Il était totalement absorbé par son travail, révisant nerveusement son argumentaire, quand il sentit une main se poser doucement sur son épaule. Marc sursauta et se retourna, mais il n’y avait rien ni personne ! Il se raisonna et se traita de dingue en se disant qu’il était, décidément, bien trop stressé. Il allait se concentrer de nouveau sur sa méthodologie quand il vit M. Millau pénétrer dans le grand hôtel. Marc s’empressa alors de fermer la page active de son ordinateur et se leva pour saluer cet important personnage.

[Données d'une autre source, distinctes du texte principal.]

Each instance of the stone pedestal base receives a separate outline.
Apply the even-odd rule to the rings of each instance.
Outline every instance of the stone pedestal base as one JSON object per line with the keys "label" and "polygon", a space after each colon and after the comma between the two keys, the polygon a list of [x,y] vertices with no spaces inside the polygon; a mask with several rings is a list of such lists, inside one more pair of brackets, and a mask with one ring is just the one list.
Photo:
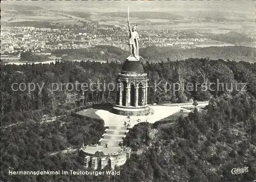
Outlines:
{"label": "stone pedestal base", "polygon": [[139,107],[125,107],[118,105],[113,107],[114,113],[123,116],[146,116],[151,114],[151,108],[145,105]]}

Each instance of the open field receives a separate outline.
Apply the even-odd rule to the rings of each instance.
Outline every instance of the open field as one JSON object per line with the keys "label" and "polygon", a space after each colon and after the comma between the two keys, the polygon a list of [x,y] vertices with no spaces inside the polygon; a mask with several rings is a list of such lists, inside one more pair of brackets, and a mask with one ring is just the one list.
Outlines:
{"label": "open field", "polygon": [[[208,104],[199,104],[198,107],[204,107]],[[131,126],[133,127],[138,124],[138,119],[141,122],[148,122],[154,123],[157,121],[166,120],[178,118],[181,115],[184,117],[187,116],[191,111],[190,110],[184,109],[183,112],[180,112],[182,107],[184,106],[163,106],[163,105],[150,105],[155,112],[153,115],[130,116]],[[186,105],[186,107],[194,107],[191,105]],[[77,112],[76,113],[82,116],[86,116],[93,118],[99,119],[99,117],[104,120],[105,126],[123,126],[125,121],[127,122],[127,116],[118,115],[110,112],[106,110],[95,109],[90,108]]]}

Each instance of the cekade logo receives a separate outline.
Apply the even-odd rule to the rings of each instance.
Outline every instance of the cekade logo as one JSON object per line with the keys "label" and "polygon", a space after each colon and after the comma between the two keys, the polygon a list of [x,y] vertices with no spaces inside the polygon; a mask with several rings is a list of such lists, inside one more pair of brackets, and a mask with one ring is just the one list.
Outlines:
{"label": "cekade logo", "polygon": [[231,173],[233,174],[239,174],[241,173],[244,173],[245,172],[248,172],[249,170],[248,169],[249,168],[248,167],[245,167],[243,168],[233,168],[231,170]]}

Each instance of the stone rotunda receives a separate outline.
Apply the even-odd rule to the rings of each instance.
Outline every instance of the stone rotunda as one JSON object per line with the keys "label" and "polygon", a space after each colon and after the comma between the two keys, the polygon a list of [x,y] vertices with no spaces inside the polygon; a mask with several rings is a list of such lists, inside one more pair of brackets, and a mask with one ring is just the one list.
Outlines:
{"label": "stone rotunda", "polygon": [[147,103],[147,74],[139,59],[126,58],[117,78],[117,102],[114,113],[125,116],[145,116],[151,113]]}

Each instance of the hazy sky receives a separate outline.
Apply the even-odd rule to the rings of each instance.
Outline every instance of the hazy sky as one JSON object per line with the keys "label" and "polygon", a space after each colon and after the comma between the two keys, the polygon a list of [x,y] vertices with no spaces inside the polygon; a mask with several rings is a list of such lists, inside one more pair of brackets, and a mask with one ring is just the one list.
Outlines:
{"label": "hazy sky", "polygon": [[1,4],[24,4],[54,10],[90,12],[130,11],[162,11],[171,13],[184,11],[220,11],[254,14],[255,2],[253,1],[5,1]]}

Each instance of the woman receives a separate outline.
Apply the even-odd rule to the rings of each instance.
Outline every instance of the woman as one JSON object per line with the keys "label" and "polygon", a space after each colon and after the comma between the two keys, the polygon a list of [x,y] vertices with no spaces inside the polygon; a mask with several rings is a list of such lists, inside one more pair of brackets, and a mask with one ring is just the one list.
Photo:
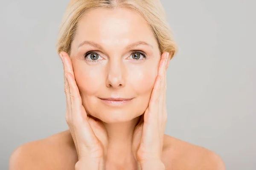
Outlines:
{"label": "woman", "polygon": [[157,0],[72,1],[57,43],[69,129],[19,147],[10,169],[224,170],[215,153],[164,134],[177,52],[166,20]]}

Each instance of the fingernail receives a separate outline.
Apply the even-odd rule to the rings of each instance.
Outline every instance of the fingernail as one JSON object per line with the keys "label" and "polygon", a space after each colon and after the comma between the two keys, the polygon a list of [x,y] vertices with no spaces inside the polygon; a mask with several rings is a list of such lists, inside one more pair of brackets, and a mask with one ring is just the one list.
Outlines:
{"label": "fingernail", "polygon": [[169,57],[169,53],[168,53],[167,54],[166,54],[166,65],[167,64],[167,60],[168,60],[168,57]]}
{"label": "fingernail", "polygon": [[62,63],[64,63],[64,61],[63,61],[63,57],[62,57],[62,55],[61,55],[61,54],[60,54],[60,56],[61,59],[61,60],[62,60]]}

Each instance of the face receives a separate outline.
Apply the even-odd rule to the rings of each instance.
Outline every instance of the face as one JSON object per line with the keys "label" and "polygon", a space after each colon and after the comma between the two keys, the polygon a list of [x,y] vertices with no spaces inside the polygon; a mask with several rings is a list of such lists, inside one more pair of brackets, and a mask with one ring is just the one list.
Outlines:
{"label": "face", "polygon": [[143,114],[160,56],[150,26],[136,12],[123,8],[87,13],[79,22],[70,54],[87,113],[108,123]]}

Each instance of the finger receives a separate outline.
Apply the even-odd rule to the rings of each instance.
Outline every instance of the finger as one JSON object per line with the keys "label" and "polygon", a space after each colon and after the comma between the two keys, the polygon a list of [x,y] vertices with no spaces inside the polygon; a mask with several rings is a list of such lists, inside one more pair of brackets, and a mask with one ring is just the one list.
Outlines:
{"label": "finger", "polygon": [[70,121],[71,121],[71,118],[72,118],[71,115],[71,101],[70,97],[70,87],[68,84],[68,82],[67,77],[66,76],[66,71],[65,69],[65,63],[63,60],[63,56],[64,55],[64,54],[63,54],[61,53],[60,53],[60,56],[62,60],[62,63],[63,64],[63,68],[64,68],[64,91],[66,94],[66,120],[67,123],[68,124],[70,123]]}
{"label": "finger", "polygon": [[150,117],[152,118],[154,122],[156,122],[157,123],[159,122],[159,108],[161,106],[160,102],[162,102],[162,100],[161,98],[161,95],[162,94],[161,91],[163,86],[162,85],[163,82],[164,80],[164,71],[166,61],[165,57],[164,54],[163,54],[158,67],[157,77],[159,80],[158,81],[156,80],[156,82],[151,94],[148,106],[150,114],[152,114],[152,115],[151,115]]}
{"label": "finger", "polygon": [[149,100],[148,111],[145,112],[144,118],[145,123],[152,124],[154,127],[157,124],[157,112],[158,111],[158,105],[160,100],[161,79],[161,76],[157,76]]}
{"label": "finger", "polygon": [[70,96],[73,127],[76,131],[79,131],[83,134],[82,139],[86,141],[86,146],[91,147],[97,143],[98,141],[87,119],[87,114],[82,105],[81,96],[75,80],[75,77],[69,72],[67,76],[70,85]]}
{"label": "finger", "polygon": [[169,53],[165,53],[163,54],[163,57],[165,58],[165,65],[162,65],[162,68],[160,69],[160,71],[159,74],[161,75],[162,77],[162,81],[161,85],[161,88],[162,90],[160,91],[160,102],[159,103],[159,125],[163,124],[163,121],[165,119],[165,117],[166,117],[166,111],[165,107],[166,108],[166,92],[167,88],[167,83],[166,83],[166,71],[167,67],[166,66],[166,63],[167,62],[168,60]]}

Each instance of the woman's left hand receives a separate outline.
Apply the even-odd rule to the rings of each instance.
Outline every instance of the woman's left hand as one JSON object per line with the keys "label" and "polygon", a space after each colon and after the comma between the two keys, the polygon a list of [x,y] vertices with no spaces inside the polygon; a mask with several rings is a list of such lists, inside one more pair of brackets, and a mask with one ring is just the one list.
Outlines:
{"label": "woman's left hand", "polygon": [[[148,107],[134,130],[132,152],[139,169],[156,164],[163,165],[161,161],[164,132],[167,118],[166,105],[166,64],[169,53],[163,53],[158,67],[158,75],[151,94]],[[164,166],[163,166],[163,169]],[[159,167],[157,167],[159,168]],[[153,169],[152,169],[153,168]],[[145,168],[146,169],[146,168]]]}

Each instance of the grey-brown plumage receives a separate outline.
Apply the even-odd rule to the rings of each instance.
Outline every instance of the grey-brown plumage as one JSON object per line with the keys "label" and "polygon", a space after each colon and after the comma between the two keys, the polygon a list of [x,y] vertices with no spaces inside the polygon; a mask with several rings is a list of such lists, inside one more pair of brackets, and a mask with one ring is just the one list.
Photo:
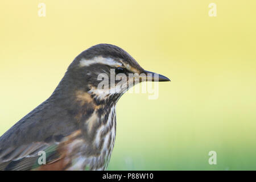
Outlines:
{"label": "grey-brown plumage", "polygon": [[[84,51],[50,97],[0,137],[0,169],[105,169],[115,138],[115,105],[123,93],[99,94],[95,88],[98,75],[110,75],[110,69],[149,73],[117,46]],[[159,81],[169,80],[159,75]],[[39,164],[39,151],[46,152],[46,164]]]}

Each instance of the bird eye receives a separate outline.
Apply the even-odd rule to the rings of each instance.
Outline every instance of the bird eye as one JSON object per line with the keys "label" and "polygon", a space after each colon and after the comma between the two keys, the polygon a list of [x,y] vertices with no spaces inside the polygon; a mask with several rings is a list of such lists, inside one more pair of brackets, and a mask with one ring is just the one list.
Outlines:
{"label": "bird eye", "polygon": [[122,73],[125,72],[125,69],[121,67],[115,68],[115,74]]}

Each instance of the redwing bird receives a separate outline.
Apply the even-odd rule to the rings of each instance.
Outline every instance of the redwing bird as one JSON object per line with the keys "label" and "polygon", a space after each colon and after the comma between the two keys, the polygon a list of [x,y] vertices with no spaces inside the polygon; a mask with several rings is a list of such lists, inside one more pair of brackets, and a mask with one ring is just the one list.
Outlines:
{"label": "redwing bird", "polygon": [[[0,169],[105,169],[115,138],[115,105],[125,91],[113,89],[116,80],[110,88],[98,89],[99,75],[110,77],[111,70],[126,76],[144,73],[146,80],[150,75],[154,81],[170,81],[144,70],[118,47],[89,48],[75,59],[49,98],[1,136]],[[122,86],[134,83],[124,80]],[[39,163],[42,151],[44,163]]]}

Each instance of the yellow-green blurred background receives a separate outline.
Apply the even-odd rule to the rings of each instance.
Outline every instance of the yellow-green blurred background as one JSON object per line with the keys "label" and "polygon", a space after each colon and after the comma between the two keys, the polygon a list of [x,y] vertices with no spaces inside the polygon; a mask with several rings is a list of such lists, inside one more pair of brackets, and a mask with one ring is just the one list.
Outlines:
{"label": "yellow-green blurred background", "polygon": [[255,8],[254,0],[1,0],[0,135],[51,95],[79,53],[106,43],[172,81],[160,83],[157,100],[119,100],[109,169],[256,169]]}

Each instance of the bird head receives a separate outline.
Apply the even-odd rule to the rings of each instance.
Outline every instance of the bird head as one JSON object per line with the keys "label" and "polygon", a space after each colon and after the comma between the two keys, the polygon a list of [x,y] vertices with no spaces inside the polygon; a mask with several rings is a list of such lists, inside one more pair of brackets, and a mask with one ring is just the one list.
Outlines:
{"label": "bird head", "polygon": [[116,101],[139,82],[170,81],[163,75],[145,71],[122,48],[106,44],[94,46],[79,55],[68,67],[64,80],[98,100],[111,98]]}

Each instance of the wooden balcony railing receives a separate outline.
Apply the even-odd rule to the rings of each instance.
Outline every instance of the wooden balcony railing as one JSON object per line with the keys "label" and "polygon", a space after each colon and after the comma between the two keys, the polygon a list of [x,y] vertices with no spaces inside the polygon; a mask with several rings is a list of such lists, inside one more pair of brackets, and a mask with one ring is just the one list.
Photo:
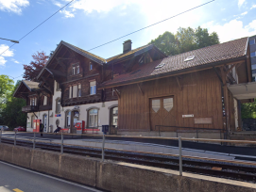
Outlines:
{"label": "wooden balcony railing", "polygon": [[38,106],[34,106],[34,105],[27,105],[27,106],[24,106],[22,108],[23,112],[35,112],[38,111]]}
{"label": "wooden balcony railing", "polygon": [[52,110],[52,105],[40,105],[39,111]]}

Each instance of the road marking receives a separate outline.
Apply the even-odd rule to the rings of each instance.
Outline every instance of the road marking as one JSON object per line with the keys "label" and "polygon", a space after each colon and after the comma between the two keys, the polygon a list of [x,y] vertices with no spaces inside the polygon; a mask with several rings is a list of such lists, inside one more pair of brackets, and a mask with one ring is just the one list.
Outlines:
{"label": "road marking", "polygon": [[24,191],[22,191],[22,190],[20,190],[20,189],[18,189],[18,188],[14,188],[14,189],[12,189],[13,191],[16,191],[16,192],[24,192]]}
{"label": "road marking", "polygon": [[[94,188],[91,188],[89,186],[84,186],[82,184],[76,184],[76,183],[73,183],[73,182],[68,182],[68,181],[65,181],[63,179],[59,179],[59,178],[56,178],[56,177],[53,177],[53,176],[49,176],[49,175],[45,175],[45,174],[43,174],[43,173],[40,173],[40,172],[36,172],[36,171],[33,171],[33,170],[29,170],[29,169],[26,169],[26,168],[20,168],[18,166],[14,166],[14,165],[11,165],[11,164],[9,164],[9,163],[6,163],[6,162],[3,162],[3,161],[0,161],[0,163],[2,164],[5,164],[7,166],[9,166],[9,167],[13,167],[13,168],[20,168],[22,170],[26,170],[27,172],[32,172],[32,173],[35,173],[35,174],[38,174],[38,175],[41,175],[41,176],[44,176],[44,177],[47,177],[47,178],[50,178],[50,179],[54,179],[54,180],[57,180],[57,181],[60,181],[60,182],[63,182],[63,183],[66,183],[66,184],[73,184],[75,186],[78,186],[78,187],[81,187],[81,188],[84,188],[84,189],[87,189],[87,190],[91,190],[91,191],[94,191],[94,192],[102,192],[100,190],[97,190],[97,189],[94,189]],[[14,190],[14,189],[13,189]],[[19,190],[19,189],[18,189]],[[19,191],[19,192],[22,192],[22,191]]]}

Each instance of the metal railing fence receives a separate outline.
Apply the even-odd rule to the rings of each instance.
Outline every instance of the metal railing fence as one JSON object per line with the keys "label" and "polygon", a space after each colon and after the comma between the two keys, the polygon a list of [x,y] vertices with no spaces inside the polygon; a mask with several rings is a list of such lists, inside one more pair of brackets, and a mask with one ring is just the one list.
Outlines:
{"label": "metal railing fence", "polygon": [[[5,138],[13,138],[14,140],[14,145],[16,145],[16,140],[17,140],[17,132],[14,132],[14,137],[10,136],[3,136],[3,133],[13,133],[11,131],[2,131],[0,130],[0,144],[3,142],[2,139]],[[21,132],[19,132],[20,134]],[[25,132],[23,132],[25,133]],[[25,138],[26,140],[30,140],[33,143],[33,150],[36,148],[36,134],[41,134],[41,132],[26,132],[28,134],[33,134],[33,138],[28,139]],[[123,137],[123,138],[157,138],[157,139],[169,139],[169,140],[177,140],[179,142],[179,154],[170,154],[170,153],[160,153],[160,152],[138,152],[140,153],[145,153],[145,154],[161,154],[161,155],[166,155],[166,156],[176,156],[179,157],[179,175],[182,175],[182,158],[192,158],[192,159],[200,159],[200,160],[208,160],[208,161],[218,161],[218,162],[226,162],[226,163],[233,163],[233,164],[240,164],[240,165],[249,165],[249,166],[255,166],[256,163],[254,162],[244,162],[240,160],[226,160],[226,159],[215,159],[215,158],[208,158],[208,157],[198,157],[198,156],[190,156],[190,155],[182,155],[182,141],[210,141],[210,142],[223,142],[223,143],[243,143],[243,144],[253,144],[256,145],[256,141],[250,141],[250,140],[228,140],[228,139],[209,139],[209,138],[186,138],[186,137],[162,137],[162,136],[111,136],[111,135],[105,135],[103,134],[102,136],[102,136],[102,147],[92,147],[92,146],[84,146],[84,145],[74,145],[74,144],[67,144],[64,143],[64,136],[91,136],[92,135],[85,135],[85,134],[65,134],[65,133],[58,133],[58,134],[53,134],[53,133],[43,133],[46,135],[58,135],[61,136],[61,142],[60,142],[60,153],[63,153],[63,148],[64,146],[77,146],[77,147],[89,147],[89,148],[94,148],[94,149],[101,149],[101,156],[102,156],[102,162],[105,160],[105,150],[112,150],[112,151],[118,151],[118,152],[133,152],[134,151],[128,151],[128,150],[120,150],[120,149],[113,149],[113,148],[105,148],[105,138],[106,137]],[[49,142],[49,141],[43,141],[40,140],[40,143],[50,143],[50,144],[57,144],[60,145],[60,143],[57,142]]]}

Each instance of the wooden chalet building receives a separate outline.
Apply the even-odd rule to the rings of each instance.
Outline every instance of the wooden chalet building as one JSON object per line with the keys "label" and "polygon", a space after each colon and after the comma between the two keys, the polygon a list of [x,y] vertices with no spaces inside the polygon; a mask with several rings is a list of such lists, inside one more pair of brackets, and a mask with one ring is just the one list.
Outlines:
{"label": "wooden chalet building", "polygon": [[27,101],[23,108],[27,113],[27,131],[35,128],[35,119],[42,120],[45,132],[53,132],[60,125],[75,133],[77,120],[84,120],[88,128],[117,126],[119,90],[97,87],[130,72],[134,66],[165,56],[152,44],[131,50],[131,41],[127,40],[122,54],[104,59],[60,41],[38,75],[39,83],[23,81],[14,93],[14,97]]}
{"label": "wooden chalet building", "polygon": [[[179,130],[181,136],[196,136],[195,128],[200,128],[201,136],[223,137],[219,131],[229,133],[242,126],[241,102],[256,97],[255,83],[248,83],[247,38],[133,62],[128,70],[126,65],[113,67],[114,72],[125,71],[98,86],[99,90],[113,88],[118,93],[120,135],[159,136],[161,131],[161,136],[176,136]],[[250,90],[241,91],[248,84]],[[253,94],[244,94],[247,91]]]}

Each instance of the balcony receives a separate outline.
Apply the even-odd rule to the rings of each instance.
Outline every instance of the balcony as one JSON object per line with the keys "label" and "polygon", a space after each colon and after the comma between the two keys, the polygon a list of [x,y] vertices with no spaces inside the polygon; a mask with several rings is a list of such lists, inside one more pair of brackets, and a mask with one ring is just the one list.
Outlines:
{"label": "balcony", "polygon": [[52,110],[52,105],[41,105],[39,106],[39,111],[48,111]]}
{"label": "balcony", "polygon": [[34,106],[34,105],[27,105],[27,106],[24,106],[22,108],[22,111],[23,112],[35,112],[35,111],[38,111],[38,106]]}

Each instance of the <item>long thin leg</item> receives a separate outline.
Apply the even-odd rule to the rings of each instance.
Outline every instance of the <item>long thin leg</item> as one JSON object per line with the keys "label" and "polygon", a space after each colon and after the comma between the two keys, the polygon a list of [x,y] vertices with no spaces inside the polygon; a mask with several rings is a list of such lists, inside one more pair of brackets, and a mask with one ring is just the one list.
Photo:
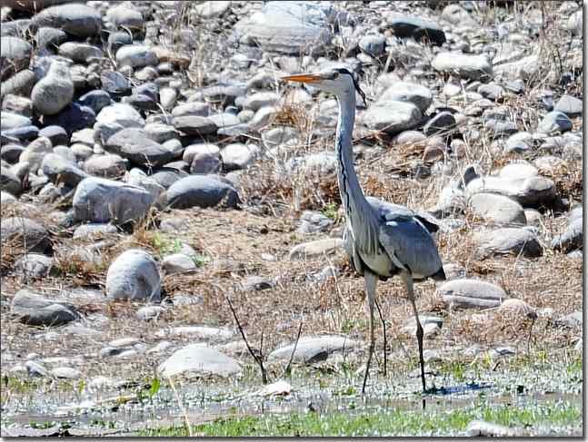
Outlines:
{"label": "long thin leg", "polygon": [[375,304],[375,287],[378,283],[377,277],[371,271],[364,273],[365,279],[365,292],[367,293],[367,300],[370,306],[370,349],[367,355],[367,363],[365,364],[365,375],[364,376],[364,386],[362,387],[362,395],[365,394],[365,383],[367,377],[370,373],[370,363],[372,362],[372,355],[374,354],[374,348],[375,347],[375,334],[374,331],[374,306]]}
{"label": "long thin leg", "polygon": [[413,311],[414,312],[414,319],[416,319],[416,340],[419,344],[419,361],[421,363],[421,380],[423,381],[423,392],[426,393],[426,384],[424,382],[424,358],[423,357],[423,326],[419,319],[419,312],[416,309],[416,303],[414,302],[414,290],[413,288],[413,274],[410,271],[403,272],[404,282],[406,283],[406,290],[408,290],[408,299],[413,304]]}

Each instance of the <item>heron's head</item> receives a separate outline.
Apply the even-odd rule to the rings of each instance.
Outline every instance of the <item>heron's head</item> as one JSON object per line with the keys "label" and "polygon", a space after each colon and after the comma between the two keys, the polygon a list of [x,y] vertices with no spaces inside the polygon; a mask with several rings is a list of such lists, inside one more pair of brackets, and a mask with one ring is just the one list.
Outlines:
{"label": "heron's head", "polygon": [[337,97],[344,97],[353,93],[354,91],[357,91],[365,103],[364,91],[360,89],[354,74],[345,68],[337,67],[316,74],[297,74],[282,77],[282,80],[312,84],[314,87],[334,93]]}

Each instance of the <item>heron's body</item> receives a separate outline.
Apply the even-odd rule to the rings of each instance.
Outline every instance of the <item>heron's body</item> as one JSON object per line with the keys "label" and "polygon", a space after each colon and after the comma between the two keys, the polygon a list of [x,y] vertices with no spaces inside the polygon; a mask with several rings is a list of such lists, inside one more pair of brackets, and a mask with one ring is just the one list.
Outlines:
{"label": "heron's body", "polygon": [[345,212],[344,244],[354,269],[365,279],[370,307],[371,341],[363,391],[374,348],[374,309],[378,279],[400,275],[406,283],[414,310],[421,363],[423,389],[425,390],[423,359],[423,328],[414,303],[413,280],[433,278],[444,280],[443,264],[434,240],[425,227],[428,221],[404,206],[366,198],[353,162],[352,133],[355,119],[355,91],[364,96],[353,75],[345,69],[333,69],[318,74],[299,74],[285,80],[309,83],[330,92],[339,103],[335,134],[337,180]]}

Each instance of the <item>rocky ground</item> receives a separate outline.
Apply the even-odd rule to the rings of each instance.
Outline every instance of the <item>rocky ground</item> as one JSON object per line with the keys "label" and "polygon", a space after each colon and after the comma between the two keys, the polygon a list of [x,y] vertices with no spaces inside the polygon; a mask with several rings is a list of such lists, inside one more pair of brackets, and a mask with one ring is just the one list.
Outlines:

Bien que M. Millau se montre extrêmement pointilleux et pose toutes sortes de questions, l’entretien, qui dura près de deux heures, se termina en apothéose puisqu’il finit par signer le gros contrat que Marc avait pris soin de préparer en triple exemplaire. Toutefois, après la signature, cet important homme d’affaires avait rapidement pris congé, non sans avoir catégoriquement refusé l’invitation gastronomique que lui proposait Marc dans cet hôtel cinq étoiles, pour fêter leur accord. Il avait été plutôt vexé par ce rejet, mais il n’avait rien laissé paraître. Après tout, peu lui importait puisque le contrat avait été signé. Il irait donc célébrer cela tout seul.

Quand Éva fait un faux pas…

Ce soir, comme plusieurs autres soirs précédents, Anatole avait été particulièrement insupportable.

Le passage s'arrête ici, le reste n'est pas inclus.